Inquiry about the TimeSeries WindowGenerator Class

Hi everyone,

I am studying the code for time series forecasting using TensorFlow, and I have encountered an issue I can’t quite understand. I’d appreciate any help with this.

When setting input_width=6, label_width=1, and shift=1, everything works as expected, as shown in Figure 1.

Similarly, with input_width=6, label_width=1, and shift=3, everything is fine, as shown in Figure 2.

However, when I set input_width=6, label_width=3, and shift=1, the labeling of the target values corresponding to the inputs seems incorrect, leading to data leakage. In this case, we are explicitly giving the information of indices 4 and 5 to the model, and the target values have already been seen by the model. Specifically, we provide the model with 6 timesteps of information (indices 0, 1, 2, 3, 4, 5) and expect it to forecast the next 3 values (indices 6, 7, 8).

In a worse scenario, if we set input_width=6, label_width=10, and shift=1, aiming to forecast the next 10 values, only indices 4, 5, 6 are given to the model as target labels. This is because the labeling starts from the index -3 up to the end.

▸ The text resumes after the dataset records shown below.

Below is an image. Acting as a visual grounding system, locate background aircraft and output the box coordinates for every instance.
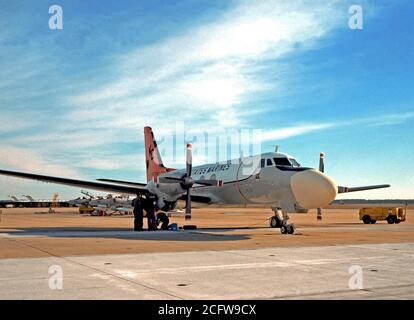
[69,192,133,215]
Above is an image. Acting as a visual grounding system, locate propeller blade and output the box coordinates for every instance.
[185,188,192,220]
[186,143,192,176]
[319,152,325,173]
[317,208,322,221]
[317,152,325,221]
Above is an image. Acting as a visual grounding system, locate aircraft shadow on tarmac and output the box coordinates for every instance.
[1,227,254,242]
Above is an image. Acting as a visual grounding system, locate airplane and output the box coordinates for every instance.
[67,190,100,206]
[8,195,23,202]
[88,194,132,215]
[68,191,131,210]
[22,195,35,202]
[0,126,390,234]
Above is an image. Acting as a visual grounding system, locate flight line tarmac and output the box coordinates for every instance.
[0,207,413,299]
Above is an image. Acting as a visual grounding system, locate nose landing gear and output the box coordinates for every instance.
[280,223,295,234]
[270,207,295,235]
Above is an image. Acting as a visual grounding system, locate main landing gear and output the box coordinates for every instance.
[270,207,295,235]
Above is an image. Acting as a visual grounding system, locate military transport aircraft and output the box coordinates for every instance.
[0,127,389,234]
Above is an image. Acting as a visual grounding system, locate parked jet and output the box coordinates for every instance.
[0,127,389,234]
[22,195,35,202]
[8,195,23,202]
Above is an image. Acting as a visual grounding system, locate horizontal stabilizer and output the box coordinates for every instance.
[338,184,390,193]
[159,176,222,187]
[179,194,212,204]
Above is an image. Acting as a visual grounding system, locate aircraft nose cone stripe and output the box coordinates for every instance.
[290,170,337,209]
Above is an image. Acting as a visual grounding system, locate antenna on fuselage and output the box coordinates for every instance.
[267,145,280,152]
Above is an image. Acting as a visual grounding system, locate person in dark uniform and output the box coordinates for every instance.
[132,196,143,231]
[145,195,158,231]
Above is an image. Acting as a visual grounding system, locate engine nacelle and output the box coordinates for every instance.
[145,181,184,211]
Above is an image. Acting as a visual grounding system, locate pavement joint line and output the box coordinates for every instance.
[206,246,396,275]
[1,236,185,300]
[265,283,414,300]
[346,243,414,254]
[266,289,374,300]
[286,249,409,273]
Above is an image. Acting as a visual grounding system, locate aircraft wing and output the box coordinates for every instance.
[338,184,390,194]
[0,169,150,196]
[96,178,147,187]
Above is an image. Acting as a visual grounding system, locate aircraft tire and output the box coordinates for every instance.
[280,225,288,234]
[270,216,281,228]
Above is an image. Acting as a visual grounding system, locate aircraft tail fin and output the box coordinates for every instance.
[144,127,175,182]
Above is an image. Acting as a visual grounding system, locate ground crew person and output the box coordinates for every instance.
[145,195,158,231]
[132,196,143,231]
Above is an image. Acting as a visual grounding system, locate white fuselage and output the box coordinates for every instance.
[153,152,338,213]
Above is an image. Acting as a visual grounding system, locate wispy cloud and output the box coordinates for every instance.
[0,144,80,177]
[258,123,334,142]
[256,112,414,144]
[0,114,35,134]
[65,0,343,132]
[1,0,347,176]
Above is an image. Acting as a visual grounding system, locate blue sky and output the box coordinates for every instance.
[0,0,413,200]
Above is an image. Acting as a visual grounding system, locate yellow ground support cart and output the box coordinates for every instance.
[359,207,407,224]
[79,205,95,215]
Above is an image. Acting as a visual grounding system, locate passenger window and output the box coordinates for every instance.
[266,159,274,167]
[260,159,266,168]
[274,157,292,166]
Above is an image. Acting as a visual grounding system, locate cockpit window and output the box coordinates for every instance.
[266,158,274,167]
[260,159,266,168]
[289,158,301,168]
[273,157,292,166]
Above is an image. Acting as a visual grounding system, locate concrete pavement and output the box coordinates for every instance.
[1,242,413,299]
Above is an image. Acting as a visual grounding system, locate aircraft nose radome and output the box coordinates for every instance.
[290,170,337,209]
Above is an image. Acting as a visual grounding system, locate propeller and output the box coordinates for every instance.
[157,144,223,220]
[185,144,193,220]
[317,152,325,221]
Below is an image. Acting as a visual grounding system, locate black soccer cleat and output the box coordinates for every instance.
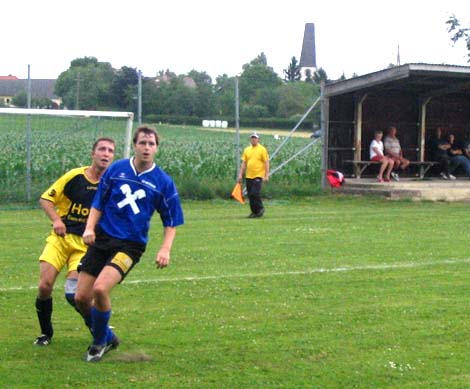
[34,334,52,346]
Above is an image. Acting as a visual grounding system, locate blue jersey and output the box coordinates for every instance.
[92,158,184,244]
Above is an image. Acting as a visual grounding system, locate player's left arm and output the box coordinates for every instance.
[156,226,176,269]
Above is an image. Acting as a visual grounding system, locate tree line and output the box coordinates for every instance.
[8,54,326,128]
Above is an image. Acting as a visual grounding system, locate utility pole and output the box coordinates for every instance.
[235,76,240,179]
[138,70,142,125]
[26,65,32,202]
[75,72,80,110]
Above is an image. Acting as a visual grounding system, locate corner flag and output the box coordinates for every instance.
[231,183,245,204]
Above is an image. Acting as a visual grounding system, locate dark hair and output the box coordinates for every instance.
[132,125,160,146]
[92,137,115,151]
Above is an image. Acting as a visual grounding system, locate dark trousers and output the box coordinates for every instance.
[450,155,470,176]
[246,177,264,215]
[438,155,451,175]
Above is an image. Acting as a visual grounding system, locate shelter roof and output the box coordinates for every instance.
[324,63,470,98]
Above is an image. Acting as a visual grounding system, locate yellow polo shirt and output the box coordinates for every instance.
[242,144,269,179]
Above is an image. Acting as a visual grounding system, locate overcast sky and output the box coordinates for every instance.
[2,0,469,82]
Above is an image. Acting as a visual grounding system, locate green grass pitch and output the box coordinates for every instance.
[1,196,470,387]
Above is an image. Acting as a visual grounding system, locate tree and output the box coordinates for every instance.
[277,82,320,119]
[55,57,115,110]
[188,70,216,117]
[239,61,281,118]
[239,55,282,108]
[248,52,268,66]
[11,91,53,108]
[11,91,27,108]
[313,67,328,84]
[167,76,196,116]
[70,57,99,67]
[214,74,236,116]
[283,56,301,82]
[141,76,163,115]
[187,69,212,86]
[110,66,139,110]
[252,87,279,116]
[447,15,470,62]
[304,69,313,83]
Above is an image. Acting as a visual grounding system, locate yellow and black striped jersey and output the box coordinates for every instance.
[40,166,98,236]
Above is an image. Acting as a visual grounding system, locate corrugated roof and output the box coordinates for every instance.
[324,63,470,98]
[0,79,57,98]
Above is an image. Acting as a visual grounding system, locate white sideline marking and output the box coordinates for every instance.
[2,258,470,293]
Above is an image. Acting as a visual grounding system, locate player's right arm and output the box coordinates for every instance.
[238,161,246,182]
[40,198,66,237]
[82,208,102,245]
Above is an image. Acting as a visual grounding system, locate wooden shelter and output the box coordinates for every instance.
[321,63,470,181]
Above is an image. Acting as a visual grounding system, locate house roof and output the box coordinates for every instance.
[154,74,197,89]
[0,75,18,80]
[0,79,57,98]
[323,63,470,98]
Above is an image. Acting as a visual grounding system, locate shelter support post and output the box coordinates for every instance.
[419,97,432,162]
[353,94,368,177]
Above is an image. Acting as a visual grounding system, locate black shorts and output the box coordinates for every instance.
[78,228,146,281]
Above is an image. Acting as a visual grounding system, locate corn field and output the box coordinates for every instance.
[0,116,321,206]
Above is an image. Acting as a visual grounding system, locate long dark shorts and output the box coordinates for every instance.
[78,228,146,281]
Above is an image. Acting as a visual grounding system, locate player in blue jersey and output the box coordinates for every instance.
[34,138,115,346]
[75,125,184,362]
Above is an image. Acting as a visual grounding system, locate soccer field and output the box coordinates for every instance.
[1,197,469,387]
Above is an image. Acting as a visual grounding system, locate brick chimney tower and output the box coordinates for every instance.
[299,23,317,80]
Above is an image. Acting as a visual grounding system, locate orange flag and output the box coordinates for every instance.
[231,182,245,204]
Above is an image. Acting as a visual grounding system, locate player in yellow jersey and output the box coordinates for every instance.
[238,132,270,218]
[34,138,115,346]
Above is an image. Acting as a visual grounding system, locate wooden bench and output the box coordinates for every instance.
[344,160,437,179]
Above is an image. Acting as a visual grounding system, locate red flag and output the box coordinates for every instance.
[231,183,245,204]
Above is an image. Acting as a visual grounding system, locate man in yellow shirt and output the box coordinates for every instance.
[238,132,270,218]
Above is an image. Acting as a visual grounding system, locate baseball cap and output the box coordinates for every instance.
[250,132,259,139]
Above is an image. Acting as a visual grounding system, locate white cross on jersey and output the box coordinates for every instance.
[117,184,146,214]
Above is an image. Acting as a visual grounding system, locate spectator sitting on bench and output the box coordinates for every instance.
[447,133,470,178]
[428,127,455,180]
[369,130,394,182]
[384,126,410,181]
[461,132,470,161]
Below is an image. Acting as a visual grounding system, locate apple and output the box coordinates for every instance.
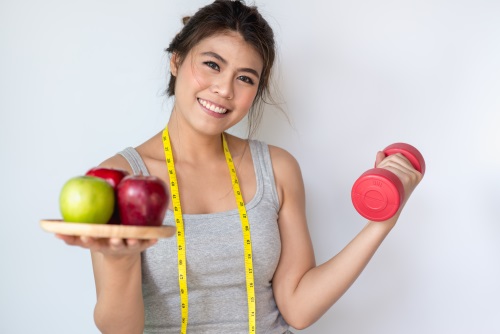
[85,167,129,224]
[59,176,115,224]
[86,167,129,188]
[116,175,169,226]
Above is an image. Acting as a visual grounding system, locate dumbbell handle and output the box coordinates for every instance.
[351,143,425,221]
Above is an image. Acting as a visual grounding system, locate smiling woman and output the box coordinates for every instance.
[54,1,423,333]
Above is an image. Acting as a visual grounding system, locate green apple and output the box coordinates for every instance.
[59,175,115,224]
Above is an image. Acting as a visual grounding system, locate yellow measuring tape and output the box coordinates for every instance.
[162,126,256,333]
[162,128,189,334]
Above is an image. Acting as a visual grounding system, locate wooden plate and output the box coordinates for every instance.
[40,219,176,239]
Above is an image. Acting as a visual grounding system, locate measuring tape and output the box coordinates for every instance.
[222,132,257,333]
[162,126,256,333]
[163,127,189,333]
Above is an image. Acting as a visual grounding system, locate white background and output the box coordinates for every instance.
[1,0,499,333]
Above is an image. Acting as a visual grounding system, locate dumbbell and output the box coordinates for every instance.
[351,143,425,221]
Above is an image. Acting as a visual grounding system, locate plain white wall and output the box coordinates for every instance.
[1,0,499,333]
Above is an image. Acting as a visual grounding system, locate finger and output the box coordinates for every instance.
[381,158,421,181]
[109,237,126,251]
[133,238,158,252]
[124,238,143,251]
[375,151,386,167]
[147,238,158,247]
[81,236,95,245]
[378,153,413,171]
[55,234,87,247]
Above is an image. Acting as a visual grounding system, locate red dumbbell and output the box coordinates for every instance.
[351,143,425,221]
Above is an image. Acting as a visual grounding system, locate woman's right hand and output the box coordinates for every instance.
[55,234,157,258]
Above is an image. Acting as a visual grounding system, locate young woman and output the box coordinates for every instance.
[57,1,423,333]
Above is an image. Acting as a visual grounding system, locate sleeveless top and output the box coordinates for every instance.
[118,140,290,334]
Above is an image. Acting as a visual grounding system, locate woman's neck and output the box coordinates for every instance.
[166,117,226,165]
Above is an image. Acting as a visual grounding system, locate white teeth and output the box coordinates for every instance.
[199,99,227,114]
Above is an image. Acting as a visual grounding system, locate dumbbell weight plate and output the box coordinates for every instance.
[351,168,404,222]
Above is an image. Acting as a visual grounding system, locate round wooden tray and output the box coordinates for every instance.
[40,219,176,239]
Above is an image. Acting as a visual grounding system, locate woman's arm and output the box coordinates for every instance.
[270,147,422,330]
[57,235,156,334]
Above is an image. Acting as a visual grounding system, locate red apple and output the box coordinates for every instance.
[86,167,129,188]
[116,175,169,226]
[85,167,129,224]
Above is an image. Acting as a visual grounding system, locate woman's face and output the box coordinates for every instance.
[170,31,263,136]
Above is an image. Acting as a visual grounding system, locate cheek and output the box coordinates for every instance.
[239,89,258,109]
[190,68,210,88]
[178,63,208,91]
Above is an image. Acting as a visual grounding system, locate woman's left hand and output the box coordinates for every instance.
[374,151,423,207]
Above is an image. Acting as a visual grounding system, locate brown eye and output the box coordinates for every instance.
[204,61,220,71]
[238,76,254,85]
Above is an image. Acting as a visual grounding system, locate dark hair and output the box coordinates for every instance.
[165,0,277,137]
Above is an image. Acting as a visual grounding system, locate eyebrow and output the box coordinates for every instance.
[201,51,261,79]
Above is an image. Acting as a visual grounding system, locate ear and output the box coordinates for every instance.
[170,53,179,77]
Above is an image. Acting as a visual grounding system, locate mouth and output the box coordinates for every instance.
[198,98,229,114]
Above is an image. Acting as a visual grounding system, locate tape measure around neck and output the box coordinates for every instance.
[162,126,256,334]
[162,127,188,334]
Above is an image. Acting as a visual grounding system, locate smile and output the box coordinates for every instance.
[198,98,228,114]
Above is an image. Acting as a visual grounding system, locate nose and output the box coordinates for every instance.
[210,73,233,99]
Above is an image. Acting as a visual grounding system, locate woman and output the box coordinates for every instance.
[57,1,423,333]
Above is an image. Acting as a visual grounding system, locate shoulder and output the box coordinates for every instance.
[268,144,302,177]
[266,144,304,208]
[237,137,302,178]
[267,144,299,166]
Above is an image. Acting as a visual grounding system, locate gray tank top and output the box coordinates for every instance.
[118,140,290,334]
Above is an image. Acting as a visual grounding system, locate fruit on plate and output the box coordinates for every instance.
[59,176,115,224]
[85,167,129,224]
[117,175,169,226]
[85,167,129,188]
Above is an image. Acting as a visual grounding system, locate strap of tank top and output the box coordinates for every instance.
[249,140,280,211]
[118,147,150,176]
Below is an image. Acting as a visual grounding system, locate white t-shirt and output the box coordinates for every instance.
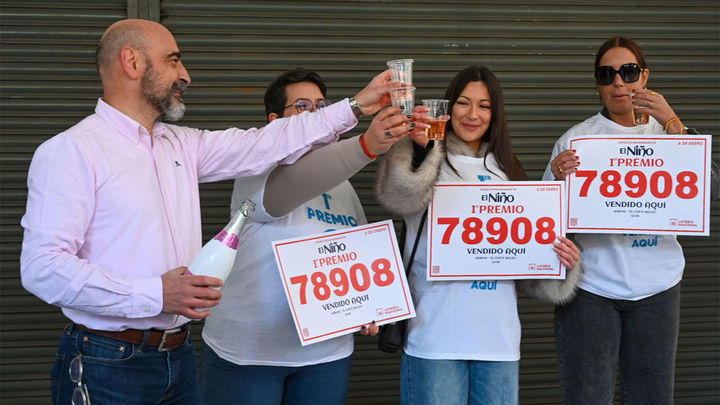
[542,113,684,300]
[403,151,521,361]
[202,171,367,366]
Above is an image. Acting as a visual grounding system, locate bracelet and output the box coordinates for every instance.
[359,133,377,159]
[349,97,364,119]
[663,116,681,132]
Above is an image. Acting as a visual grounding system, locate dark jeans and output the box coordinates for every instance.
[51,324,200,405]
[555,284,680,405]
[200,342,351,405]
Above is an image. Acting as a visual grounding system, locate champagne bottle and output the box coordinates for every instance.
[186,199,256,284]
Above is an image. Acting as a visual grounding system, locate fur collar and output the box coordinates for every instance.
[445,132,489,158]
[374,136,444,216]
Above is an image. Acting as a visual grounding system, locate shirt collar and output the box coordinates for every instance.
[95,98,168,144]
[600,106,611,119]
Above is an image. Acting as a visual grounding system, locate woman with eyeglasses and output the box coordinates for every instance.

The correct labeling should assign indices 6, 7, …, 15 as target values.

Could anyone explain why this happens and how to correctly configure the WindowGenerator class to avoid this issue?

Thanks in advance!

The TimeSeries WindowGenerator class is a tool used in time series analysis to create sliding window datasets for training machine learning models. It helps in preparing data by splitting it into input-output pairs, allowing models to learn patterns over time.

Thanks Mark!
I know about its use cases. I think it doesn’t work correctly in all possible scenarios, especially in cases that we have assigned bigger than 1 values of label_width, as I described above.

The WindowGenerator class returns expected output when provided with “reasonable” input arguments. It is not made to cover “all possible scenarios”.

Exactly!
However, it is completely reasonable to expect your time-series model to be able to forecast 3 upcoming values, especially when it is being considered in the class. If it is supposed to work correctly only for a label_width of 1, why is this being considered as an attribute of the class?